The proposed pricing model effectively creates a minimum 40 percent price difference within the same day for commercial consumers, though the Joint Electricity Regulatory Commission (JERC), which governs J&K and Ladakh, may widen this gap further.

The positive side is cheaper daytime electricity. Consumers who shift heavy electricity use to solar hours could see reduced bills. The rules also cap peak-hour duration so that premium-priced periods cannot exceed solar-hour windows, limiting the possibility of prolonged expensive billing periods.

However, evening and peak-hour consumption may become costlier, particularly for commercial establishments and consumers unable to shift power usage patterns. The proposed regime links billing directly with smart meters capable of recording electricity use hour by hour.

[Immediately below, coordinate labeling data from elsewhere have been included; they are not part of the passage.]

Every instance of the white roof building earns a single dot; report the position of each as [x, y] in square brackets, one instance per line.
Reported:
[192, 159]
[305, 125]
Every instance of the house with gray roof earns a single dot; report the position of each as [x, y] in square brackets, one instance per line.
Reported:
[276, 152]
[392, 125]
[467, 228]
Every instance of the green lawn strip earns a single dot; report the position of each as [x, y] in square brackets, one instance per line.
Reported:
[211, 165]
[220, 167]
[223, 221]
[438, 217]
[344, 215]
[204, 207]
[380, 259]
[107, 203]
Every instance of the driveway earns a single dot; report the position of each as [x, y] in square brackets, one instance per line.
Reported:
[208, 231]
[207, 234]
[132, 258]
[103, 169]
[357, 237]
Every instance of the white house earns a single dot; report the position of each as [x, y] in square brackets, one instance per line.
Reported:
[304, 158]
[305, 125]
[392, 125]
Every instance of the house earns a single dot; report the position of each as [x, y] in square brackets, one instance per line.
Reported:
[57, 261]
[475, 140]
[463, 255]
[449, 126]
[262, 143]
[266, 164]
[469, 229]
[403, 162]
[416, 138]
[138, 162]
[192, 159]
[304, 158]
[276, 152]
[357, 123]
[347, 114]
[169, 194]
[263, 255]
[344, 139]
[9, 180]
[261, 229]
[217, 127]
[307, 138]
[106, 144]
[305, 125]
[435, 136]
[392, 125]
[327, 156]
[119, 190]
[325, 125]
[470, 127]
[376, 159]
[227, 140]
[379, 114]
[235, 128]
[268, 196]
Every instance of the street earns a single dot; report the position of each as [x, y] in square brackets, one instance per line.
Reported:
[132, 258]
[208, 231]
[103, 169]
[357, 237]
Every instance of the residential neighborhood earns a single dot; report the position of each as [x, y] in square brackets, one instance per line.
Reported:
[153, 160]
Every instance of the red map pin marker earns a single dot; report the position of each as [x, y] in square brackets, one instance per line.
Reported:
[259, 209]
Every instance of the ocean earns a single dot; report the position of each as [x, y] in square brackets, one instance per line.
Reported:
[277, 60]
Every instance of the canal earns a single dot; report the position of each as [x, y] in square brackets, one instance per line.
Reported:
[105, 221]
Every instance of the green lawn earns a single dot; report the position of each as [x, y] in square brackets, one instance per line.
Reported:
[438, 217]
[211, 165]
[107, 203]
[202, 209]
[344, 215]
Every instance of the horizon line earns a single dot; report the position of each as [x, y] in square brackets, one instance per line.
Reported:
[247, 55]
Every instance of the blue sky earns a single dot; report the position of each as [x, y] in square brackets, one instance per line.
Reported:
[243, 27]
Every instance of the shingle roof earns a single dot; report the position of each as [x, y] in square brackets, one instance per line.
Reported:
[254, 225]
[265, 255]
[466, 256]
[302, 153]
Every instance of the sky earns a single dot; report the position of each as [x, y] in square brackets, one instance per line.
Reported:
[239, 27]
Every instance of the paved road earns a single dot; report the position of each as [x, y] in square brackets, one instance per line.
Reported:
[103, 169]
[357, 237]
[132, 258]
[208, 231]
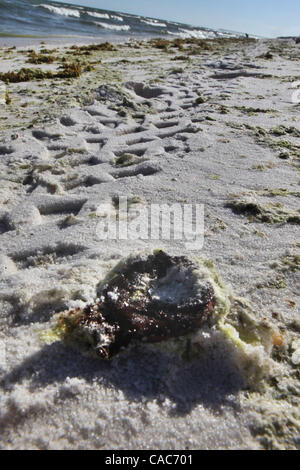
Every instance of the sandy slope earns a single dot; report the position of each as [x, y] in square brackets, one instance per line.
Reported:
[59, 162]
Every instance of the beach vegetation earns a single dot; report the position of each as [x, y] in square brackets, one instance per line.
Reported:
[272, 213]
[68, 70]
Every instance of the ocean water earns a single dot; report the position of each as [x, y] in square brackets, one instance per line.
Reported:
[44, 19]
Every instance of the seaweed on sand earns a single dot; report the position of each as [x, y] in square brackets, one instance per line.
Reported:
[67, 70]
[148, 299]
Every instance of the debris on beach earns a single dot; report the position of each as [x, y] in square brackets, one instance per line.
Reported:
[272, 213]
[148, 299]
[173, 301]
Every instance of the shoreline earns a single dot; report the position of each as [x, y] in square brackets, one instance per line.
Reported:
[161, 121]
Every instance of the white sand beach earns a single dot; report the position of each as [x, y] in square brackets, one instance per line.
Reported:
[187, 121]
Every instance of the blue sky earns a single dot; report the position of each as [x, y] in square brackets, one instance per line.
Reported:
[263, 17]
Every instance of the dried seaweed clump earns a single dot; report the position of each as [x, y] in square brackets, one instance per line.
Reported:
[272, 213]
[148, 299]
[67, 70]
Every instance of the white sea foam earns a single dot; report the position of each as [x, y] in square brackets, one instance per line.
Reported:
[154, 23]
[115, 27]
[195, 33]
[118, 18]
[98, 15]
[61, 11]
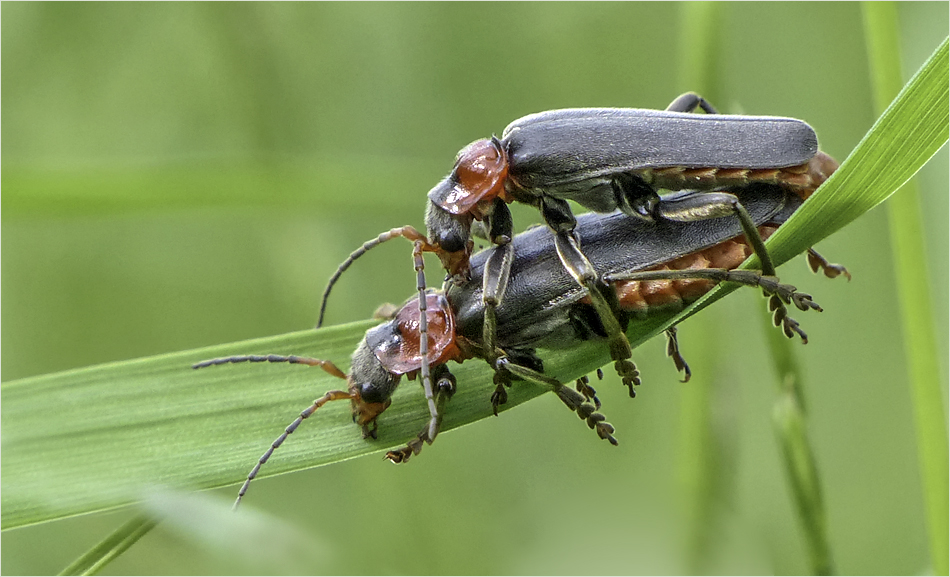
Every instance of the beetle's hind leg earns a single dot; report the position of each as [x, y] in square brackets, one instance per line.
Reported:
[673, 351]
[583, 272]
[575, 401]
[779, 294]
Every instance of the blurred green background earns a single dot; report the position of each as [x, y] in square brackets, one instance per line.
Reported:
[180, 175]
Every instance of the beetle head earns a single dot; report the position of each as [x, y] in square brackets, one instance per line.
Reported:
[481, 169]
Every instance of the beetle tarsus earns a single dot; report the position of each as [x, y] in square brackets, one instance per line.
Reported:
[583, 387]
[831, 270]
[673, 351]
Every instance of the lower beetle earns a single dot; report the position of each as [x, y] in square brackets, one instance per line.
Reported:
[649, 267]
[607, 159]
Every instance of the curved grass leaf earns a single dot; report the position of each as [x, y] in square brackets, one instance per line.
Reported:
[100, 437]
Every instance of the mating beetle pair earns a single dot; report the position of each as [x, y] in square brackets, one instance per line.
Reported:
[605, 159]
[518, 296]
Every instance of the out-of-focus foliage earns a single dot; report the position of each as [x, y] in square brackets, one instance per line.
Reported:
[189, 174]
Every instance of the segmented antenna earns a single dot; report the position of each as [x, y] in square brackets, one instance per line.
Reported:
[407, 232]
[327, 366]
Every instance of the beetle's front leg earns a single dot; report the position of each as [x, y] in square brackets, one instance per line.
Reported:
[557, 214]
[445, 385]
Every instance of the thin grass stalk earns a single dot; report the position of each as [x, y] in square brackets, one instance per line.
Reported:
[788, 417]
[698, 452]
[94, 560]
[911, 279]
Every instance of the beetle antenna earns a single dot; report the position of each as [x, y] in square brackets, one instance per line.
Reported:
[419, 265]
[407, 232]
[330, 396]
[327, 366]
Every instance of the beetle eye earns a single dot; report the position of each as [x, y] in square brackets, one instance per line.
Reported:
[480, 167]
[451, 242]
[370, 393]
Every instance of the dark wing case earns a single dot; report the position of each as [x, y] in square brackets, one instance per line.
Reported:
[534, 312]
[557, 147]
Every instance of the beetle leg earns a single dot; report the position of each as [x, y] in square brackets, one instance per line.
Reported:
[574, 400]
[831, 270]
[494, 284]
[419, 265]
[780, 294]
[696, 206]
[689, 102]
[673, 351]
[445, 388]
[583, 387]
[583, 272]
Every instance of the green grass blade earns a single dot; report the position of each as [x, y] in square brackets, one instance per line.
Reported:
[100, 437]
[91, 562]
[700, 449]
[911, 279]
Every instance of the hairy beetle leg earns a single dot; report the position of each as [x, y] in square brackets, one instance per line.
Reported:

The draft rules set April 2027 as the implementation deadline for commercial and industrial consumers with contracted demand above 10 kilowatts, while other non-agricultural consumers would come under the system by April 2028. Importantly, implementation has been tied to verified smart-meter installation.

At present, solar consumers exporting surplus daytime power to the grid and drawing electricity back later largely settle bills through net metering. Under the amendment, regulators may impose progressive grid-use charges on consumers with rooftop solar installations above five kilowatts, while smaller systems would remain exempt.

Another feature of the proposal is “demand response,” under which consumers voluntarily reducing electricity use during periods of grid stress may receive financial incentives. Large hospitals, hotels, cold storage facilities and industries could particularly benefit once the local regulatory framework is designed.

Jammu and Kashmir enters the transition with substantial smart-meter deployment already in place. According to figures cited in the document, more than 12.36 lakh smart meters are operational across various schemes, while transmission and distribution losses have reportedly declined and billing and collection efficiencies improved considerably.

The final impact on consumers in J&K will depend on how JERC structures tariff bands, solar discounts, peak-hour premiums and any rooftop solar grid charges once the rules are finalized.